Edinburgh is undoubtedly one of the most beautiful cities I’ve ever visited. With its cobblestoned streets and perfectly intact medieval architecture, it’s worth a visit based on looks alone. On my recent trip, I spent a lot of time looking up, mesmerized by the buildings and the views from every angle. A trip to Edinburgh offers the best of both worlds, it’s also brimming with culture, art and superb restaurants, It’s a place that will stay with you for awhile.
Where to stay
While there are plenty of hotels in the city centre, I opted for an Airbnb in Stockbridge. Reasonably priced and beautifully decorated, the bathroom and shower were both teeny tiny. The bedroom was cosy, but the lounge was my favourite part. Stockbridge itself has a village feel to it, it’s much quieter and more local than central Edinburgh. It’s also home to many delightful food and drink options. That said, it’s only a short walk (about 10-15 minutes) to the city centre.
If you’re looking for something closer to the action, G&V Royal Mile Hotel (formerly the Hotel Missoni) or The Witchery are both located on the Royal Mile (the main tourist drag of Edinburgh).
Where to eat
Edinburgh is known for its world-class culinary scene and regardless of whether you’re after a quintessential Scottish feed or something international, it will not disappoint. My absolute favourites are below:
Smith & Gertrude is a lovely Stockbridge institution for wine, cheese and small bites. I was dining alone and the service was impeccable. They even sent me on my way with a loooong list of must-visits.

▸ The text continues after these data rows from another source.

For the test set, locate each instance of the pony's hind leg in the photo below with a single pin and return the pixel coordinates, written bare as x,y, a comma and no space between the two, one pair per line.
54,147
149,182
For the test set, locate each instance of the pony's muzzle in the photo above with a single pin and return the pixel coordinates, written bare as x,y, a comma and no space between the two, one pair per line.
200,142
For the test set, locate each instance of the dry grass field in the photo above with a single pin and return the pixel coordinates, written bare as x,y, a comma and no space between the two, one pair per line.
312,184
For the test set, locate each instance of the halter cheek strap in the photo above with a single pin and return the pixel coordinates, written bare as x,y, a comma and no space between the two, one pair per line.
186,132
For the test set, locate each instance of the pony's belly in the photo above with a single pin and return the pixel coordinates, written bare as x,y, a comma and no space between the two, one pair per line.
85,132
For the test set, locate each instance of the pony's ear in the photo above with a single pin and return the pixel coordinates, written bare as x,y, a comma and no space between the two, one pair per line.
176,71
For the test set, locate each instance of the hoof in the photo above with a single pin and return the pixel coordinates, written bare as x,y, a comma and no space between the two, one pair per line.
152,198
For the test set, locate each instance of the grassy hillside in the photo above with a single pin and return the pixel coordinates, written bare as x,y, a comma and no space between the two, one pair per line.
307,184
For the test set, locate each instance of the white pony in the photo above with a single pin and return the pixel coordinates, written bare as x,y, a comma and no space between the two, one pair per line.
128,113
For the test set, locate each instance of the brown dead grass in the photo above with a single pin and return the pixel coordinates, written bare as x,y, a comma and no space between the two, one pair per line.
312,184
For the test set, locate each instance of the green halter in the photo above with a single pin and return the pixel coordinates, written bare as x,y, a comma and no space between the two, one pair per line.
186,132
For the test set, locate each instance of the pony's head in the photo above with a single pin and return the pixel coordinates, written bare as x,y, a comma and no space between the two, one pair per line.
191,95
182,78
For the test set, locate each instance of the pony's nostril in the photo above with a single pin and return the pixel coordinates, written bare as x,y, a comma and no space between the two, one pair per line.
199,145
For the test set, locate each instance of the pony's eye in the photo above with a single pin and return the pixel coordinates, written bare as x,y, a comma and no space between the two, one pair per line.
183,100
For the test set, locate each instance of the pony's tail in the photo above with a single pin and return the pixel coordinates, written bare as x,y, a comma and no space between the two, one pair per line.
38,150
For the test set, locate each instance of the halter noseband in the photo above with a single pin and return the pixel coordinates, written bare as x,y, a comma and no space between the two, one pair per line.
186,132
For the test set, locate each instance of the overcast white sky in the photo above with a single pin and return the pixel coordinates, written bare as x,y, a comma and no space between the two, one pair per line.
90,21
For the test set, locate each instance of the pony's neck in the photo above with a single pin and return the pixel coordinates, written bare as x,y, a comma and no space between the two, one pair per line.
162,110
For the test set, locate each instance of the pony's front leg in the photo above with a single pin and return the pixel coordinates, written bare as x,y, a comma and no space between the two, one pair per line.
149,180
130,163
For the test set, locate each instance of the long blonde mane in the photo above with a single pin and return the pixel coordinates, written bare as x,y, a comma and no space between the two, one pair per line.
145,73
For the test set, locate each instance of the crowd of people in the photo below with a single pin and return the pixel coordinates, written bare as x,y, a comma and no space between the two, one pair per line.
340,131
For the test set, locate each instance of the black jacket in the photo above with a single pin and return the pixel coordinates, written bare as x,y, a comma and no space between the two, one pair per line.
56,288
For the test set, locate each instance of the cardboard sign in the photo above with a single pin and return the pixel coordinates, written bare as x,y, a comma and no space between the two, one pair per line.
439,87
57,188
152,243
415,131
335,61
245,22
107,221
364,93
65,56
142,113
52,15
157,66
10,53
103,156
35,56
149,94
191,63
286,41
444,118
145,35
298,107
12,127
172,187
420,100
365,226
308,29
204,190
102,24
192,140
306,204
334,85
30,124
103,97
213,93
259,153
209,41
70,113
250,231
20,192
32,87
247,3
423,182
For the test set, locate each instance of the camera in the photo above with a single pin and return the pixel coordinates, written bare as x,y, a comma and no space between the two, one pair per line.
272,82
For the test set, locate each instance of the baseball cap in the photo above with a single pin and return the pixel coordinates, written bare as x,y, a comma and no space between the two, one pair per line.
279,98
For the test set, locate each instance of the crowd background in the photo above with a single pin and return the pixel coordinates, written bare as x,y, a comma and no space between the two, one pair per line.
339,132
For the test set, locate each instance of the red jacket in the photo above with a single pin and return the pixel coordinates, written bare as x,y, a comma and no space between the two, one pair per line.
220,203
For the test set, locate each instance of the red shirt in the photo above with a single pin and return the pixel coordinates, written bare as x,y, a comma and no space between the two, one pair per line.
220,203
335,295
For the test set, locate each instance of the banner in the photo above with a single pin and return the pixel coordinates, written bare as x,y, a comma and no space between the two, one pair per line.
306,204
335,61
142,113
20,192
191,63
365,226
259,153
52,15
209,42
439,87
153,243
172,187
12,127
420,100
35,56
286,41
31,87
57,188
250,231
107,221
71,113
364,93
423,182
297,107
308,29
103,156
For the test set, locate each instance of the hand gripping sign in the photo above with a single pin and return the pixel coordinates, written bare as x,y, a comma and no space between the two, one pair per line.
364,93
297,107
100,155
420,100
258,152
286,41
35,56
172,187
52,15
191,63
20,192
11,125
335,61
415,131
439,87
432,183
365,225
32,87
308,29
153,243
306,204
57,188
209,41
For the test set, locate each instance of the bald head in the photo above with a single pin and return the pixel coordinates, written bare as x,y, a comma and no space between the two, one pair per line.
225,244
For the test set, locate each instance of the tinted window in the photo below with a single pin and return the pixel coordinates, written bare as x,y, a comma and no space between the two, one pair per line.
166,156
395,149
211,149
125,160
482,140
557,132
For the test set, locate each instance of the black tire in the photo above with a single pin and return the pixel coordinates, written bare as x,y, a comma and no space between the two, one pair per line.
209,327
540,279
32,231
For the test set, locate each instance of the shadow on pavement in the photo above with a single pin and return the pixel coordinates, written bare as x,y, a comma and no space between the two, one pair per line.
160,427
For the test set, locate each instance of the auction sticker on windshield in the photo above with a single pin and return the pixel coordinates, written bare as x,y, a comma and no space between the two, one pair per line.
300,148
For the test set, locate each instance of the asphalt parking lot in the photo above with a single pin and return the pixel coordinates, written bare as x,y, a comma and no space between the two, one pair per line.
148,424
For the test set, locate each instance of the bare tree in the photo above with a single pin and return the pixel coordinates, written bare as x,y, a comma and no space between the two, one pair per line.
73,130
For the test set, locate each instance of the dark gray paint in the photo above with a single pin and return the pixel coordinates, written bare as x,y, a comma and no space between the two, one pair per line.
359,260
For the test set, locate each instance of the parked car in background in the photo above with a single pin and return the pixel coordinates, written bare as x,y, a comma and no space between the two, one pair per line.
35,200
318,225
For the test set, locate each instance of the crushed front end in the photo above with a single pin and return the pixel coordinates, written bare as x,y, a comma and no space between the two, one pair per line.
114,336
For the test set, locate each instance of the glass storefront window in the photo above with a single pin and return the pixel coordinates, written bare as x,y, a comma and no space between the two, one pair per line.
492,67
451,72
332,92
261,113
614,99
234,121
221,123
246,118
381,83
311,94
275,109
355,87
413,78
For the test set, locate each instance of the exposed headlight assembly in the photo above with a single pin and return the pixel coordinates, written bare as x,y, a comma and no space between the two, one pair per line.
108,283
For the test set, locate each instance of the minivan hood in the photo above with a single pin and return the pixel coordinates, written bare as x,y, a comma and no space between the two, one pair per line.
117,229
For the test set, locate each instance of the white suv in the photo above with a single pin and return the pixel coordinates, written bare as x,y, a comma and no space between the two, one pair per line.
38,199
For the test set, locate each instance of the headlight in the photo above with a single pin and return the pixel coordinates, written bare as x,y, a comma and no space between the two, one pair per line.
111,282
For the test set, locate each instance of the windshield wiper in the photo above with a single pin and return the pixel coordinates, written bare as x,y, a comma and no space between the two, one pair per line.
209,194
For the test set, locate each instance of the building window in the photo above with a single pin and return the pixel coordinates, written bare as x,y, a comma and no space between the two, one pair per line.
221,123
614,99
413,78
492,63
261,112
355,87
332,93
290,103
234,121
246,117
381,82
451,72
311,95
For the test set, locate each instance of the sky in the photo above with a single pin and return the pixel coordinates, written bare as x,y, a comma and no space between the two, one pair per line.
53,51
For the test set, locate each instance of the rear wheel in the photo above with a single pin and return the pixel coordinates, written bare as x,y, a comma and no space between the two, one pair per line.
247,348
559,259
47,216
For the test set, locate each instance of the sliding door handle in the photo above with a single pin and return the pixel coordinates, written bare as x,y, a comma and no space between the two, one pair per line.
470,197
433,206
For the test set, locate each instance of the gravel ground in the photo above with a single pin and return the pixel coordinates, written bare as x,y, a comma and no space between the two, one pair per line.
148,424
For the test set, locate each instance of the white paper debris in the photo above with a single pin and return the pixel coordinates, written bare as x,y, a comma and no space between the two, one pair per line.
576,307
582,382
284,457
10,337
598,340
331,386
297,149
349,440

For the love of cake, make sure you go to Lovecrumbs. They have two locations, one in the city centre and the second in Stockbridge. I ordered the vanilla and rosewater cake with a long black and it was divine!
Everyone told me to try Cowan & Sons, but unfortunately they had a kitchen malfunction when I visited. The menu looks delicious and the space is gorgeous, so make sure you check it out and let me know how it is if you’re in Edinburgh!
I popped into Hyde & Son on my first morning in Edinburgh when the city was still asleep. It gets top points for being open at 7am, for its flakey croissants and delicious cortados.
For one of the best coffees in Edinburgh, you can’t miss Artisan Roast. Again, they have more than one location, but all are perfect places to settle in with a cuppa.
If you love ice cream and cute interiors, be sure to check out Mary’s Milk Bar. It overlooks the Edinburgh Castle, which is an added bonus!
Timberyard has incredible cocktails (like fermented rhubarb and mead), artistic dishes and industrial interior make this a local favourite.
If you’re after a Michelin-starred meal, you’ll want to visit The Kitchin, one of Edinburgh’s most talked about restaurants by Tom Kitchin. Cuisine here is served on earthy tableware and the menu focuses on seasonal Scottish produce.
There’s so much to see and do in Edinburgh, and I’d highly recommend wearing comfortable shoes. I averaged about 15km per day and the cobbled streets are best tackled wearing sneakers.
Edinburgh Castle – While some say it’s slightly overrated and expensive, you can’t miss out on the castle if it’s your first time in Edinburgh. The city views are unbeatable and I was mesmerized by the collection of family jewels on display.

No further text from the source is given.